I will, as with Socrates in Euthyphro, ask what is good.
The author of can you be good without god wants us to believe that without following his holy book we are incapable of being good. And good, he tells us is what the Koran says is good. He tells us reason or ends are not required, blind obedience is what counts.
What is needed in a system of morality is not the end goal, but actually clear directives on which actions are right and which are wrong, covering all conceivable contexts. This is what the Qur’an in particular, claims to achieve.
Had this been the case with the Koran or any
holy religious book, interpretation or exegesis would be unnecessary. If the bible directs you to kill your neighbour for working on Sabbath, there is no debate. If the Koran says kill the infidel, it is absolute.
I, for the life of me, do not know how one can arrive at a conclusion that
Humanism is therefore no more than a formalised system of convincing yourself that what you are doing is for the betterment and wellbeing of others.
Maybe this fellow understands humanism to mean something different from what I know it to mean or represent. Put simply we are capable of solving our problems and no god above will do anything to improve our lot.
But he lies when he writes
People try to claim that it is religion which is utilised as a pious front for the doing of evil, and that more people do evil in the name of God than for any other reason. This may be the case but there is a difference here – people do evil in the name of God, in spite of the clear teachings of various religions on which actions are right and which are wrong. Humanism on the other hand has no teachings which could act as a buffer against the evil done in its name.
For example, the directive in the bible to not suffer a witch to live was used as a justification for the witch burnings and similar commands appear in the Koran as justification for jihad, which is English for killing for god or is it Allah! And humanism has many teachings that one could look to if one were interested. And these go thousands of years before some pedo dreamed the Koran into existence.
When our author writes
It is also worth asking the question that “what makes a good, moral person?”

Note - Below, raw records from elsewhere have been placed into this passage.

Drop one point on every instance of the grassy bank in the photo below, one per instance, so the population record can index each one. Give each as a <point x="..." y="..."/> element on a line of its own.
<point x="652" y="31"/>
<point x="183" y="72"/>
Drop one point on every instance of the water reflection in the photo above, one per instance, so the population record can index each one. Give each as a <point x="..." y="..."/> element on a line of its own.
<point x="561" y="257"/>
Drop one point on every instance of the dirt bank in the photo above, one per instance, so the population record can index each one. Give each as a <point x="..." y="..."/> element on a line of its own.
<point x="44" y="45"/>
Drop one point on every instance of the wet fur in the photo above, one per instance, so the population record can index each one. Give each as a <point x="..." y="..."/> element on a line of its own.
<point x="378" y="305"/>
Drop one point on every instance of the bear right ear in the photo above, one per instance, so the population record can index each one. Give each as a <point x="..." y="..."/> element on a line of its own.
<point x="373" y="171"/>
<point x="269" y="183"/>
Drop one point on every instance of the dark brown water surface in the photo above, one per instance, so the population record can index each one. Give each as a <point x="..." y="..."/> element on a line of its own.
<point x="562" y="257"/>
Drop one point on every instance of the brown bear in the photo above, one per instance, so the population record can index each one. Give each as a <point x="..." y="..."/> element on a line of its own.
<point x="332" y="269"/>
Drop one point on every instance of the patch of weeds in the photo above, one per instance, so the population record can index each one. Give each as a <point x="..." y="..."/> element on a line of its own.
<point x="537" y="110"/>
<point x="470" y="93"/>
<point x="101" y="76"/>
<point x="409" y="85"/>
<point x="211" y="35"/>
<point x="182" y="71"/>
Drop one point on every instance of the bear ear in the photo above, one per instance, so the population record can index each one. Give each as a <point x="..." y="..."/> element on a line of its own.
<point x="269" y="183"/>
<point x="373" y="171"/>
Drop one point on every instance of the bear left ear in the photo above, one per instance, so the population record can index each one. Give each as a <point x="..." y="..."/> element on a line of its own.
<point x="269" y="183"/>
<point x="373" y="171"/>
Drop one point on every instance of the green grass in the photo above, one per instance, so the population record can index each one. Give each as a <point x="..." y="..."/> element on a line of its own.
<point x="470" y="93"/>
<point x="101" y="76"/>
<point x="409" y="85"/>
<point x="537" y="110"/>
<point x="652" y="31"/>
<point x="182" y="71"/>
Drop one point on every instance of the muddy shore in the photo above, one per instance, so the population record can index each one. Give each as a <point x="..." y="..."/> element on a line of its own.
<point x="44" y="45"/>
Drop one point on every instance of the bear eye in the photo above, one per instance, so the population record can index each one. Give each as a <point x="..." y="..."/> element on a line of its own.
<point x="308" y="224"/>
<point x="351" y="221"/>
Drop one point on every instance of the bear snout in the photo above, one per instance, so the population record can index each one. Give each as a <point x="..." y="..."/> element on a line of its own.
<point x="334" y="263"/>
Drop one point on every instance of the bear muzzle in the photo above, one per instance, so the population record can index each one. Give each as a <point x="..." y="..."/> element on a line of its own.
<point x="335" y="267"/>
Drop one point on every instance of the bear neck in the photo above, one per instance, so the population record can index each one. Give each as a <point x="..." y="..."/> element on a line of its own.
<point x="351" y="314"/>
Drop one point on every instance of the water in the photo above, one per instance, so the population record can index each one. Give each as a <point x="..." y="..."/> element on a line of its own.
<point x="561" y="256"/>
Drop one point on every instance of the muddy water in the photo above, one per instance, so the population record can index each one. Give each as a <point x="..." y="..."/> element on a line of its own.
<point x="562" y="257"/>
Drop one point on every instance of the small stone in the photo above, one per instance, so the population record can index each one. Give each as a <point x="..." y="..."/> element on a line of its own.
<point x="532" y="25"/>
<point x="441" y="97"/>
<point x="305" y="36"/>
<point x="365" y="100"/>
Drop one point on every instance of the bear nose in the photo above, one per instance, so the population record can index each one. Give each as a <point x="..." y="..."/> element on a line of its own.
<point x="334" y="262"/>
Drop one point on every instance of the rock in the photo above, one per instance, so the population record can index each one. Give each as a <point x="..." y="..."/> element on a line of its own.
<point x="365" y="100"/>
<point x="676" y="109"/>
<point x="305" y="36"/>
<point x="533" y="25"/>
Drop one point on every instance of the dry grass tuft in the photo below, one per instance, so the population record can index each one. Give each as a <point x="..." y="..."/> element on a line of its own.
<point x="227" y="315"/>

it is evident, at least in my view, that they are asking the wrong question. The question that ought first to be settled is what is good, what is moral. The question Socrates wants dispensed with in the Euthyphro. And I don’t think this author has addressed this small matter of definition.
What is instinct? Is there a difference between when a person acts instinctively and when they just act? I am even confused here.
It may be true, I don’t know, that
Humanism gives no directives and no instruction on what action is right in which context and which action is wrong in which context, it totally falls short of defining morality.
but I will say without fear of contradiction that neither does the Koran nor any religion for that matter deal with all available scenarios or even any scenario. All we have from the hot heads who make religious proclamations is don’t do this or that and why because god, speaking through me commands it. If any precept is empty in directing human conduct, religion must be the most empty.
When our author writes
Humanists can also look to the human conscience, but in doing so, they are admitting that morality is a universal and absolute concept.
I am convinced he failed his philosophy classes. The conclusion that morality is universal and absolute is not arrived at by admitting human conscience as a guide. And while still on it, if human conscience is the guide, the it makes moot any need for gods and proves the case of the humanist.
I am yet to read a religious book that has as a context a starving mother forced to steal to fend for her starving children. If there is, I am open to correction.
There is a lot of material on the internet dealing with this question. Anyone with an internet connection has access to so many, it is depressing that most people with such access write such silly things about atheism.